Павел оторопел не меньше женщины, которая, скорее всего, приходилась этому существу матерью. Вдруг вспомнился голливудский фантастический триллер «Чужие». Вот они — чужие, совсем рядом, и внешне очень похожи на нас. И внутри у них действительно разъедающая не тела, но сознание — кислота. Наверное, сам Пушкин ответил бы, да уже ответил своим стихотворением «Поэт и толпа». Вспомнилось, как читал его студентам. На душе стало ещё гаже. «Съездил в Москву», горько подумал Словцов. Но тут к памятнику подошла молодая пара. Парень лет двадцати и девушка, прижимающаяся к его плечу. Эти светились совсем другим светом. Для них окружающий мир не существовал, как не существовал он для Александра Сергеевича и Натальи. В руках у парня были ярко-красные гвоздики.
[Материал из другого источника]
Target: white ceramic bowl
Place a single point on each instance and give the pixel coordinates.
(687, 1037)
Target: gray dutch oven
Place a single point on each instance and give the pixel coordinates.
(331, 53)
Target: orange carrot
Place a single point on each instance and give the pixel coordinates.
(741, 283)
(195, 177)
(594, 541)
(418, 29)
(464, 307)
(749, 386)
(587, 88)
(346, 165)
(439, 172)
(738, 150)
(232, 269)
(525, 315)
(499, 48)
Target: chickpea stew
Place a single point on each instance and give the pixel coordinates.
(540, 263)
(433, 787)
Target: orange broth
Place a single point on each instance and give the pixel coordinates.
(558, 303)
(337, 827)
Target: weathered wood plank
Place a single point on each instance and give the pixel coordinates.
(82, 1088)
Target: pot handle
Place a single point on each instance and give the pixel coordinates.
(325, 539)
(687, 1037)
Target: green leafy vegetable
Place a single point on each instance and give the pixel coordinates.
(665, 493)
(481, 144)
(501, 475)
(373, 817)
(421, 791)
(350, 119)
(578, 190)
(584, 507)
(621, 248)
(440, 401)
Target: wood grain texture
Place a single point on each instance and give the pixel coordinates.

Немного постояв, он поцеловал свою девушку в щёку, а потом подошёл к монументу, положил на гранитный полукруг подножья цветы. Вернувшись к девушке, он зашептал ей негромко, буквально на ухо, чтоб не бросать на ветер, в сквозняк толпы пушкинские строфы. Павлу неожиданно и отчётливо захотелось перекреститься, словно перед ним были не Пушкин и Гончарова, а икона.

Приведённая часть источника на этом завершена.